Tour forges link to steel-making past
By Andrew Conte
TRIBUNE-REVIEW
Thursday, May 3, 2007
Jim Kapusta tells his granddaughter plenty of stories from his 20 years as a journeyman at the Carrie Furnaces of U.S. Steel’s former Homestead Works.
Few of the tales made much sense to the 13-year-old until Kapusta took her on a tour of the rusting, graffiti-covered hulk — now open for tours as part of the Rivers of Steel National Heritage Area.
“Pittsburgh as a steel area is gone now,” said Kapusta, 61, of Peters. “To keep the thoughts and heritage going, we need something like this. It’s almost like going to the Carnegie museum.”
Rivers of Steel gained tour access last year to the Carrie Furnaces site — stretching along the Monongahela River in Rankin, Braddock and Swissvale — after Allegheny County purchased the former mill.
The tours help the heritage area deliver on its mission of bringing to life Western Pennsylvania’s industrial history, said Augie Carlino, president of the Steel Industry Heritage Corp., which oversees the seven-county heritage area.
About 2,000 people toured the furnaces last year, yet names remained on a waiting list. Rivers of Steel plans to start offering the tours again this month.
“There’s a big difference,” Carlino said. “It’s not imaginary anymore. The scale and magnitude and what the potential is I don’t think comes home to anybody until they’re walking around there.”
The National Park Service last year designated the furnaces as a historic landmark, and backers are hoping to win congressional designation as a full National Historic Site within the next two years.
The furnaces would be on par with the Gettysburg Civil War battlefield and Grand Canyon in terms of prestige, federal marketing and park service staffing, Carlino said.

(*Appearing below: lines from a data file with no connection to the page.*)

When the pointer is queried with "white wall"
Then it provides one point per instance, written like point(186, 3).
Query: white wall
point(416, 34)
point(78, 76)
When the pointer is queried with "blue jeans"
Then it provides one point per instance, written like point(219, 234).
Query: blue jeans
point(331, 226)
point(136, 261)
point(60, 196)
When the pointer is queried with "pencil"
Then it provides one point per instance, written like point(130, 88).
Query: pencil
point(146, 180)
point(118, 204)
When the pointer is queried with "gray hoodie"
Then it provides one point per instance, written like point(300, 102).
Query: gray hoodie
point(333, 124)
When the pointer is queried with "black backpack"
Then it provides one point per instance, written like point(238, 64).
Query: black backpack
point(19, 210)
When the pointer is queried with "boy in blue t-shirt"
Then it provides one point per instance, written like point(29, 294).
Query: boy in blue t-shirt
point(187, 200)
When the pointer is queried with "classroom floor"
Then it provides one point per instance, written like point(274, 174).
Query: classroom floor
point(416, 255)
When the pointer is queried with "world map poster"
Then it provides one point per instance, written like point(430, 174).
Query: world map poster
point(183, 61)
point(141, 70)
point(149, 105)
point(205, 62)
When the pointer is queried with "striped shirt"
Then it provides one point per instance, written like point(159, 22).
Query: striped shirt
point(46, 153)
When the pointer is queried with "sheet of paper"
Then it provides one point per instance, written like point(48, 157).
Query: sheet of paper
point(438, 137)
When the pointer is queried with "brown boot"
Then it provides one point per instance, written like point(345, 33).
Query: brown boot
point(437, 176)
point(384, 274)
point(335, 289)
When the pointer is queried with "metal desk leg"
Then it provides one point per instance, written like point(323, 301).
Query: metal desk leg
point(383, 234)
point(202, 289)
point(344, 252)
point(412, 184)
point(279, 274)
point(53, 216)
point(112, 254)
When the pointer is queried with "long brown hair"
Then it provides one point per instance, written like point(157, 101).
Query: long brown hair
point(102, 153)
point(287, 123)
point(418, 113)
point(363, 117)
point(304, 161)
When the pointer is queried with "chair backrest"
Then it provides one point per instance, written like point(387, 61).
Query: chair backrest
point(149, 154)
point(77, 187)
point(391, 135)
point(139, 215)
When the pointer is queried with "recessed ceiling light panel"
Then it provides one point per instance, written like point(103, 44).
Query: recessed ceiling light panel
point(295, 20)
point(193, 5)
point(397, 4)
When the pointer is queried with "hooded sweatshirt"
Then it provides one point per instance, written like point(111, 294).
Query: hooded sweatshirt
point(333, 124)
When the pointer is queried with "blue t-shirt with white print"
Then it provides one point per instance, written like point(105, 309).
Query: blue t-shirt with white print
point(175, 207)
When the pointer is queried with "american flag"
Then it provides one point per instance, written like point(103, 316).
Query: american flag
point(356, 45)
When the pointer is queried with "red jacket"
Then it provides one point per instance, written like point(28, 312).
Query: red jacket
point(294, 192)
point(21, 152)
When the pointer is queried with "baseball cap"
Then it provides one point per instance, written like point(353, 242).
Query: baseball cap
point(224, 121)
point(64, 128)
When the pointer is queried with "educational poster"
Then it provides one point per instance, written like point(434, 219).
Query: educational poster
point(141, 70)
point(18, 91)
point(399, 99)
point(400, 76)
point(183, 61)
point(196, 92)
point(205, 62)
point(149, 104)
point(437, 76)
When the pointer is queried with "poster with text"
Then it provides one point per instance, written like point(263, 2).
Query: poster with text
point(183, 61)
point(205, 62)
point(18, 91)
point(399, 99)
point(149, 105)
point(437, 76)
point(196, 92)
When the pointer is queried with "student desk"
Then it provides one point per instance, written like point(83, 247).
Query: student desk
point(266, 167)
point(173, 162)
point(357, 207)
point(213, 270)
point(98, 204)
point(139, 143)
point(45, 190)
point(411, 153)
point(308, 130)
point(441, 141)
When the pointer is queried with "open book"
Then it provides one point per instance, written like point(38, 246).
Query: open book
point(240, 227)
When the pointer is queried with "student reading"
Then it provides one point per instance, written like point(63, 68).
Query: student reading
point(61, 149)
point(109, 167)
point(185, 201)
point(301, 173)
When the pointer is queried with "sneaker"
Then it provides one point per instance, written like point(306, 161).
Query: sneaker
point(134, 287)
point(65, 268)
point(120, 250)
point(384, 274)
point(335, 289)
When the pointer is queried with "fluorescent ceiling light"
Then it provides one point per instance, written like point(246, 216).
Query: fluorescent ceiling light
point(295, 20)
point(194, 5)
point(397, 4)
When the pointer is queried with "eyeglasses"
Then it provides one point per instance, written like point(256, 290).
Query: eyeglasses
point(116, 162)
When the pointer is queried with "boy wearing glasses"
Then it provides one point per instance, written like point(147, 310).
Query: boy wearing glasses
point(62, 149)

The site could draw hundreds of thousands of tourists a year.
A futuristic vision includes a monorail snaking around gleaming factory buildings, while visitors linger on wide brick walkways and at open-air cafes. At night, fireworks and flaming gas plumes would erupt from a factory trimmed in decorative lighting.
Federal and state governments could share the $100 million to $120 million cost with local foundations, Carlino said.

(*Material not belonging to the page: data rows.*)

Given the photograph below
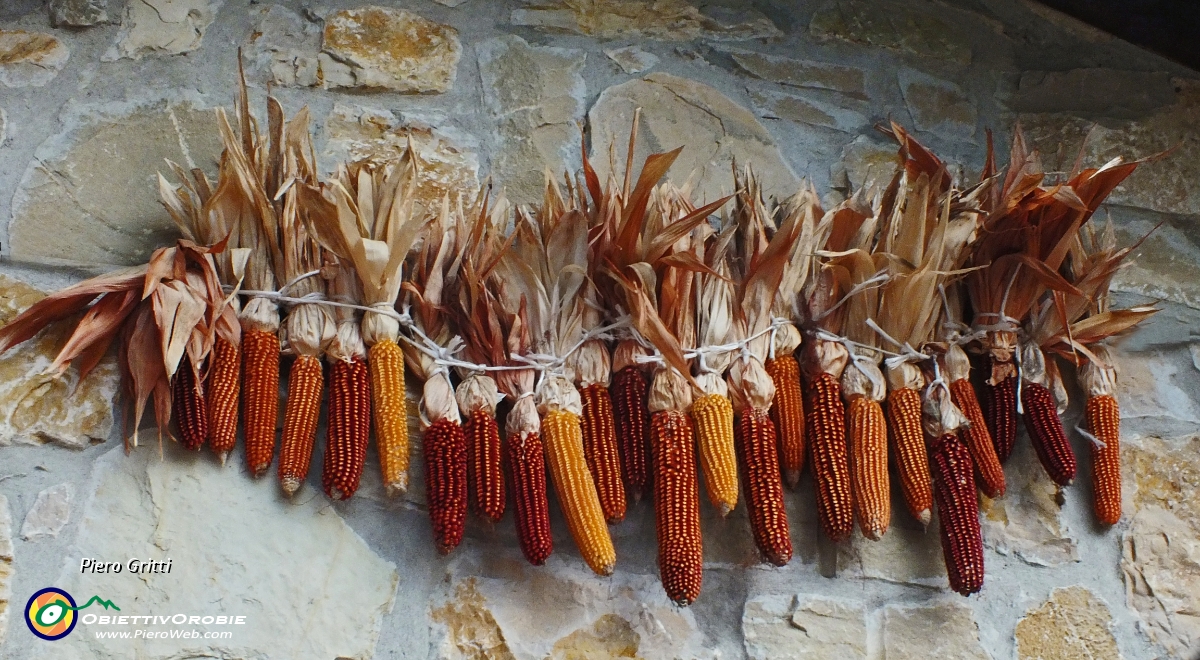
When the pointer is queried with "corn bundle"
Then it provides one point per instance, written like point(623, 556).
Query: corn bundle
point(372, 228)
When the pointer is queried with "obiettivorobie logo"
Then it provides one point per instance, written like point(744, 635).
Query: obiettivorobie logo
point(51, 613)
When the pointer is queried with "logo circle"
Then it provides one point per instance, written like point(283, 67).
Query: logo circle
point(51, 613)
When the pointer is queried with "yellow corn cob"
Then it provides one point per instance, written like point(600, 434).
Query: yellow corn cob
point(261, 396)
point(300, 423)
point(713, 414)
point(389, 400)
point(225, 367)
point(869, 466)
point(909, 449)
point(787, 413)
point(576, 491)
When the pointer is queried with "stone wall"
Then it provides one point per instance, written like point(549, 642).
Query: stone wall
point(95, 94)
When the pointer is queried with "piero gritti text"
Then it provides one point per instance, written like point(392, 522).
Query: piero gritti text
point(135, 565)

The plans seem far-fetched — especially from the barren mill site, choked with weeds — but have roots in similar industrial tourism sites in Germany. There, a former steel mill has been turned into an amusement park with rock climbers scaling iron ore storage bins and scuba divers swimming in a seven-story water tank.
“It’s not a museum only,” said Janis Dofner, the heritage group’s spokeswoman. “You’ve got to have other amenities.”
For now, the Rivers of Steel tour allows visitors to simply walk beneath and around the 92-foot blast furnaces as they stand silently among chirping birds. The cast house, where molten iron once poured from the furnace amid showering sparks, stands as an open-air cathedral.
Kapusta and former mill workers volunteer their time to share stories of wrestling with oversized valves and the fire-breathing machines.
“It was like you’re controlling a volcano,” Kapusta said. “It was probably the same heat and everything.”